Hungary Needs to Bring Predictability: US Ambassador
Web Producer, CNBC.com
Hungary's government is taking steps to pull the country out of the difficult economic conditions it still faces but it needs to ensure predictability, Eleni Tsakopoulos Kounalakis, US Ambassador to Hungary, told CNBC.com.
Shortly after it came to power in 2010, conservative Prime Minister Viktor Orban's government introduced a flat, 16 percent income tax to boost growth and catch up with other countries in the region that had implemented this measure.
But in a move that some analysts and opposition members see as an U-turn on the policy, the Economy Ministry said that those earning monthly incomes of over 202,000 forint ($950) will have to pay a "temporary contribution" on top of the flat tax to compensate those made worse off by it, according to a Bloomberg report last week.
Government spokesman Peter Szijjarto denied in subsequent media reports that the tax on higher incomes amounted to a reversal of the flat tax policy.
"Clearly they are doing some experimental and unorthodox things to try and close their budget gap. And some of those things have not come out necessarily the way that they hoped," Kounalakis said in an interview in the Hungarian capital Budapest.
On Wednesday, another report said that the government is preparing more tax rises. According to Dow Jones newswire which quoted news website origo.hu, the government plans to change corporate taxation regulations, slap strict taxes on gambling and revise the fees on vehicle purchase and ownership and the taxes on personal income.
Investors are watching developments in Hungary - which also sparked the rage of some foreign banks recently by introducing legislation allowing some individuals who borrowed in foreign exchange to pay their loans back at below market rates – to see whether they should adjust their investment plans in the country.
There has been some talk of companies cutting down on investment because of the uncertainty caused by the government's reforms in the past year, which have also included nationalizing around $14 billion from private pension funds and imposing big taxes on banks and other companies.
But the US ambassador said investors are still waiting to see whether the government will eventually offer some stability.
"The main message from foreign investors is that it is difficult to make decisions about future growth in Hungary during a time of uncertainty. That's true in Hungary, it's true anywhere," Kounalakis said.
"That doesn't mean that everybody is holding back on decisions and we have seen some advances and increases in foreign investment but in general I would say that uncertainty has created a wait-and-see attitude."
"I have heard some of that," she said when asked whether any companies said they would cut down on investment or leave the country. "But it's really I've heard much more a wait-and-see attitude for new growth or new companies coming in."
"Certainly a lack of predictability impacts companies that are here and they have expressed concerns to us as well, but I think that as time goes by that level of concern has to some degree abated because it's been a year since the new government has been in place."
Hungary Still Attractive
The government has taken difficult steps in reforming the economy, which went through a deep recession as the global crisis caused by the credit crunch hit Central and Eastern Europe back in 2009.
"Although it's been very difficult, as it has been for many countries, they have tackled their problems with ambition and a lot of hard work and they are making their way out of the crisis," Kounalakis said.
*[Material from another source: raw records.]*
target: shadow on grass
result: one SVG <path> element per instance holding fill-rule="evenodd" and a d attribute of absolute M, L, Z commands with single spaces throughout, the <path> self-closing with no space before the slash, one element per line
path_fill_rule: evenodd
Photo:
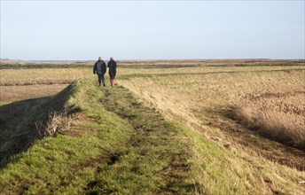
<path fill-rule="evenodd" d="M 37 122 L 45 127 L 51 112 L 65 109 L 71 85 L 56 96 L 27 99 L 0 106 L 0 168 L 43 137 Z"/>

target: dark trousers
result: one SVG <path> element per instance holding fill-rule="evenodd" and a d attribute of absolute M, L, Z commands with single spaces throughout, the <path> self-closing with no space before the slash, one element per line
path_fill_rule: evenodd
<path fill-rule="evenodd" d="M 104 78 L 104 74 L 98 74 L 98 83 L 100 85 L 101 82 L 103 82 L 103 84 L 105 85 L 105 78 Z"/>

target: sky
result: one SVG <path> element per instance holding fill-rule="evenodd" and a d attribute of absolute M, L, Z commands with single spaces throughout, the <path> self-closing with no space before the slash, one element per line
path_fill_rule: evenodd
<path fill-rule="evenodd" d="M 1 0 L 1 58 L 305 58 L 305 1 Z"/>

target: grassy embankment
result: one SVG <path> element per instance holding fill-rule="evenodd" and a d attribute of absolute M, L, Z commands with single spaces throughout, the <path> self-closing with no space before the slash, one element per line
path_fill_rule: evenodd
<path fill-rule="evenodd" d="M 37 140 L 10 160 L 0 171 L 0 191 L 195 191 L 189 146 L 178 125 L 141 105 L 123 88 L 100 90 L 87 81 L 66 93 L 70 109 L 82 112 L 73 113 L 70 128 L 60 129 L 63 135 Z"/>
<path fill-rule="evenodd" d="M 238 68 L 241 69 L 237 70 Z M 305 188 L 298 181 L 305 180 L 304 172 L 275 164 L 259 155 L 252 155 L 254 150 L 262 148 L 243 148 L 245 145 L 241 144 L 241 140 L 245 137 L 237 136 L 242 132 L 234 134 L 233 131 L 226 132 L 223 129 L 225 127 L 231 130 L 240 128 L 226 115 L 228 111 L 231 113 L 232 106 L 239 105 L 247 95 L 263 94 L 267 90 L 273 93 L 295 92 L 302 87 L 303 72 L 285 66 L 262 67 L 267 69 L 263 72 L 255 66 L 249 68 L 234 67 L 217 71 L 212 68 L 215 71 L 211 71 L 201 67 L 199 74 L 198 69 L 191 74 L 184 74 L 184 71 L 181 74 L 173 73 L 182 70 L 178 68 L 166 70 L 170 72 L 168 74 L 164 69 L 151 69 L 148 73 L 136 75 L 137 77 L 134 72 L 141 73 L 142 70 L 126 69 L 131 74 L 122 76 L 124 80 L 119 81 L 120 83 L 131 89 L 146 104 L 196 130 L 168 121 L 164 121 L 168 129 L 162 130 L 163 120 L 159 121 L 162 117 L 151 109 L 144 108 L 124 89 L 114 88 L 114 90 L 106 89 L 100 91 L 92 87 L 90 82 L 77 84 L 77 95 L 69 101 L 69 104 L 81 107 L 83 113 L 79 113 L 81 116 L 74 121 L 76 124 L 66 131 L 66 136 L 59 135 L 38 141 L 28 152 L 17 157 L 15 161 L 2 170 L 1 175 L 5 179 L 2 180 L 1 186 L 5 186 L 5 191 L 21 192 L 41 191 L 43 186 L 46 191 L 53 188 L 56 192 L 71 192 L 74 189 L 78 192 L 303 194 Z M 300 69 L 300 66 L 293 69 Z M 152 75 L 154 71 L 159 73 Z M 281 83 L 284 87 L 281 89 L 276 84 L 278 79 L 284 79 L 288 82 L 284 85 Z M 114 97 L 120 97 L 114 98 L 118 101 L 113 101 Z M 87 101 L 90 102 L 86 103 Z M 236 102 L 239 104 L 235 104 Z M 98 113 L 96 113 L 97 107 L 100 108 Z M 146 114 L 152 116 L 152 113 L 156 114 L 158 120 L 148 117 L 154 119 L 149 121 L 147 118 L 142 118 Z M 100 118 L 106 120 L 101 121 Z M 117 125 L 115 131 L 110 130 L 113 128 L 108 123 L 108 120 L 115 121 L 111 123 Z M 150 125 L 147 127 L 147 124 Z M 154 132 L 151 130 L 152 128 L 160 129 L 158 132 L 162 136 L 150 135 Z M 84 129 L 90 130 L 79 133 Z M 135 134 L 137 130 L 140 133 Z M 74 131 L 78 133 L 67 133 Z M 113 132 L 117 136 L 109 144 L 105 136 L 112 137 Z M 168 132 L 173 132 L 174 135 L 168 135 Z M 82 136 L 71 136 L 69 134 Z M 133 137 L 133 141 L 129 137 Z M 161 148 L 151 146 L 164 145 L 165 143 L 161 144 L 160 137 L 164 137 L 167 142 L 165 153 L 160 152 L 163 152 Z M 173 137 L 174 142 L 170 143 Z M 250 137 L 255 140 L 256 144 L 275 145 L 268 140 L 258 142 L 262 139 L 259 136 Z M 229 147 L 227 144 L 223 147 L 223 144 L 229 141 Z M 106 143 L 108 144 L 106 144 Z M 254 142 L 248 144 L 253 144 Z M 173 147 L 168 148 L 168 144 Z M 91 151 L 86 151 L 84 146 Z M 151 150 L 154 149 L 157 150 L 152 152 Z M 45 155 L 41 156 L 42 153 Z M 152 154 L 147 155 L 150 153 Z M 41 159 L 35 160 L 38 155 Z M 167 162 L 167 160 L 163 160 L 168 159 L 168 156 L 174 158 L 174 164 Z M 155 157 L 160 158 L 156 160 Z M 160 168 L 164 164 L 167 168 Z M 163 172 L 158 172 L 160 169 Z M 43 175 L 40 175 L 40 172 Z M 121 173 L 120 176 L 117 173 Z M 145 178 L 149 178 L 149 181 Z M 171 181 L 169 183 L 166 182 L 168 180 Z M 6 186 L 8 183 L 13 184 Z M 139 189 L 139 186 L 143 187 Z"/>

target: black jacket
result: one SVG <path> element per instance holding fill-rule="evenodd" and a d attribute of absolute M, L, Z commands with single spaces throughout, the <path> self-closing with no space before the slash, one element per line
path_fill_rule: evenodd
<path fill-rule="evenodd" d="M 113 59 L 111 59 L 108 62 L 108 67 L 109 67 L 109 74 L 114 75 L 116 74 L 116 62 Z"/>
<path fill-rule="evenodd" d="M 105 74 L 106 68 L 106 63 L 103 60 L 98 59 L 98 61 L 94 64 L 93 74 Z"/>

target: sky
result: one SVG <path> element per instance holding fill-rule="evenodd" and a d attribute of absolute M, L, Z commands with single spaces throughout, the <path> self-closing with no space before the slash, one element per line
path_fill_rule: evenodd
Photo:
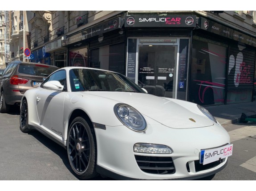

Orban's government, which renounced a bailout agreement with the International Monetary Fund, the World Bank and the European Union set up during the crisis to shore up the country's finances, is pleased that it is now raising money from the markets successfully, she added.
Hungary has a lot going for it and American companies have invested more than $9 billion in the country since 1989, Kounalakis pointed out.
Among the advantages, she listed the country's infrastructure, not just roads or telecommunications but also beautiful cities and towns for companies to set up in, the highly skilled, talented and reliable workforce and the country's location in Europe.
"Finally, when you look at the cost of doing business here compared to comparable places in this general region, it's still very competitive," the US ambassador said.
Hope for Spring
The embassy is working with the Hungarian government on measures to encourage small and medium-sized enterprises, which in the US make up around 90 percent of gross domestic product.
"A lot of that has to do with cutting red tape, providing information on how to start a business in Hungary and how to comply with regulations for starting businesses," she explained. "Attempting to put as much of that online and making it as easily accessible as possible for entrepreneurs is another key element."
Despite the hardships and the government's radical changes, there are sectors in Hungary that function very well, according to Kounalakis.
"There is a very vibrant shared services sector that exists here, manufacturing is doing quite well and I would say that the manufacturing sector is the one industry that is managing perhaps to have more predictability than others and then, it's often overlooked, but in fact the entertainment industry here is pretty good," she said.
Kounalakis added that uncertainty was a prominent feature throughout Europe and the global economy and that she hoped next year Hungary will offer more certitude to investors.
"The government is bringing through quite a few reforms between now and January 1 and so it's my hope that by spring we'll see a renewed climate of predictability in Hungary," she said.